But as they rode a little further, they saw bones on the ground and the bloody clothing of men and women.

"Here are the bodies," Galaor said, "but only bones remain, although they cannot have been dead for long."

"Indeed," Amadis said, "it seems as if they have been butchered and cleaned of their flesh, and they do not seem to be knights."

"These bodies have been defiled, which is the sign of great wickedness," Galaor said. "Let us move forward with caution."

Amadis did not reply, and while his heart remained strong, it was greatly troubled by what he had seen. Then they heard people shouting and running toward them. They raised their shields and prepared to fight, but what entered the passageway were not knights but the servants of the castle. All were bloodied, and some were missing limbs or flesh, and all had the pallor of death. Their faces seemed senseless, as if they could no longer think. Some carried tools or weapons, and others were armed only with their hands and teeth, and they all ran at the knights, ready to attack.

"Remember, brother," Amadis said, "that we must not be injured by the dead, and I think that these people are as dead as the knights outside, so we must fight the same way. But it troubles me to have to fight men who are not knights or soldiers, and to fight women, whatever their station."

"These are demons, not men and women, so do not think of that," Sir Galaor said. He charged forward, and Amadis followed.

But they faced a great many opponents, and they found it difficult to both fight and protect themselves. Amadis soon backed into a corner so the wall would shield him on two sides. Although he swung his sword wide and delivered many great blows, the attacks continued. He struck a man and his arm fell to the ground, but the man, who wore the clothing of blacksmith, paid no heed to his injury. Amadis had never before injured anyone who was not a knight, and never any lady or damsel or woman, and with every blow, he grew more irate at the sorcerer who had caused this.

He saw that the servants were attacking not just him but his horse, and he cut the hands from the arms that reached for it, and then turned to strike a man who was swinging a shovel at him like an axe. As he did, he saw that Galaor's horse was also being attacked. It fell, but Galaor dismounted quickly and continued to fight. Yet even as the horse lay on the ground, not yet dead, the demonized men and women continued to attack it and tore off its flesh, which they ate with great hunger.

At that sight, Amadis ceased to hesitate and attacked as if he had no pity, since he had seen that it was truly a greater mercy to send these souls to their rest rather than allow them to suffer the cruel sorcery that had made them more like wolves than men.
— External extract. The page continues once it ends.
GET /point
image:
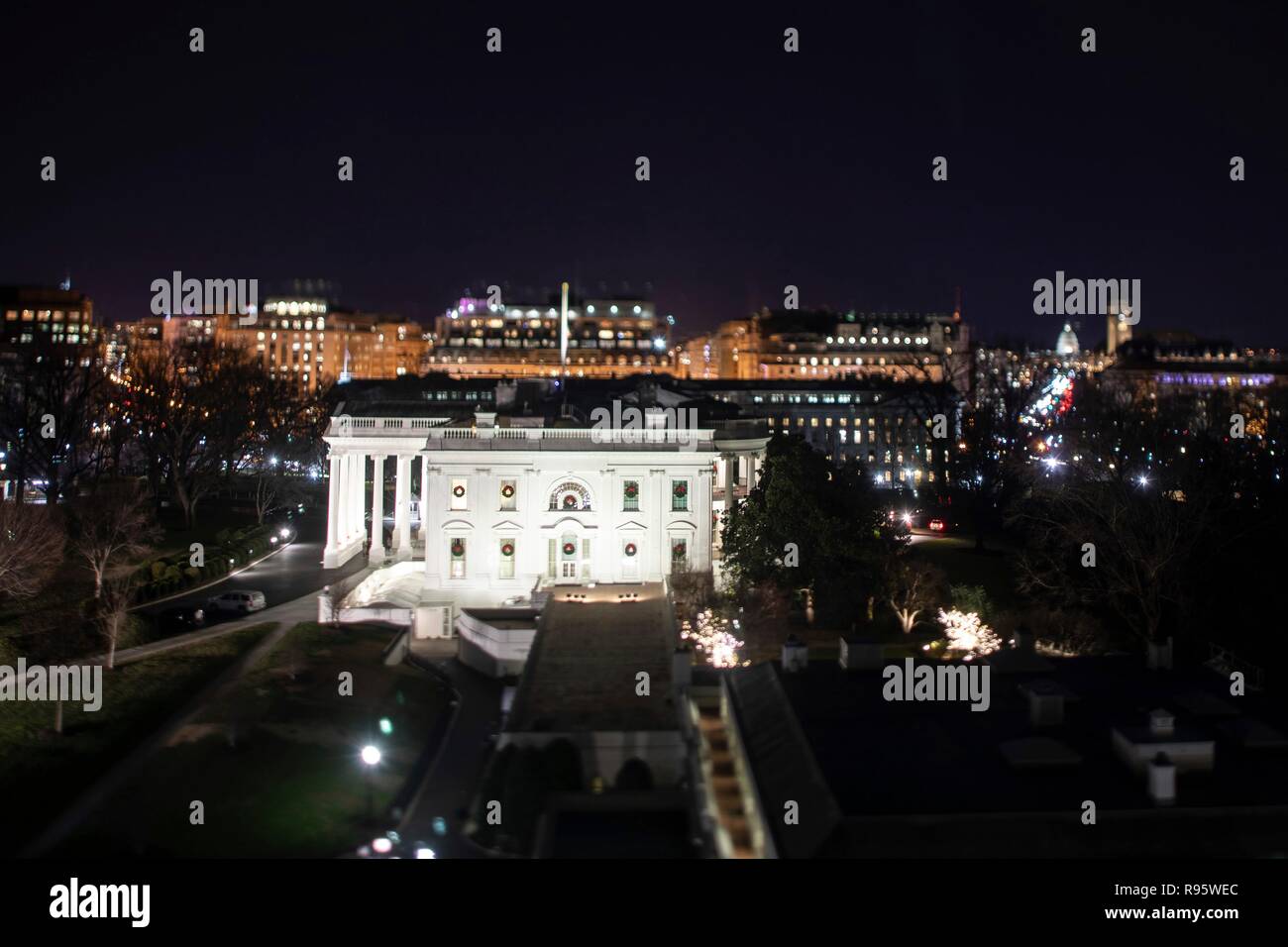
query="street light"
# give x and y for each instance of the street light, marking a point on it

Then he went to help Galaor, for more of these demonized dead were arriving, but as Amadis rode toward him, he could not protect his horse on all sides, and soon it too fell.

Amadis jumped off, as one who feared death in a way he had never feared it before, and fought with Galaor on foot, back to back. He gave great blows with his sword, and Galaor with his mace, both to protect themselves and to send their attackers to their rest. Then they delivered the final blows to the ones who were eating their horses.

With the dead truly dead and the passageway silent, they heard the lady calling for help again:

"Oh my Lord God, may Thy will be done and may I die now, for I prefer that to the fate which is so close to me. Cursed be he who has done this sorcery! Cruel knight, may ye live to see all your wickedness overturned, and may ye be repaid both in this life and in the next for what ye have done."

"Let us go forward," Amadis said, "for the lady still lives, and we may help her."

Galaor said:

"I swear to fulfill her request for vengeance on the one who has caused this."

They passed through a gate and entered a small courtyard that was also stained with blood and strewn with bones. As they looked around, shields raised and weapons ready, three knights charged at them from a doorway. Their armor was damaged and marked with blood as if they had just fought hard, and one lacked an arm, which had recently been cut off.

"These knights seem to be as dead and yet as alive as the rest," Galaor said.

"We have seen that the dead here can fight as fiercely as the living," Amadis said, "so let us guard our heads better than they guard theirs."

One knight attacked first, and Amadis met him, giving mighty blows with his sword, but I tell you that it was a strange fight, for while the knight moved more slowly than he would have were he alive, he had no concern to protect himself and attacked without pause, so Amadis could barely land a blow and at the same time protect himself from the other knight's sword. He cut off pieces of armor with flesh in them, but the knight was not troubled by his injuries.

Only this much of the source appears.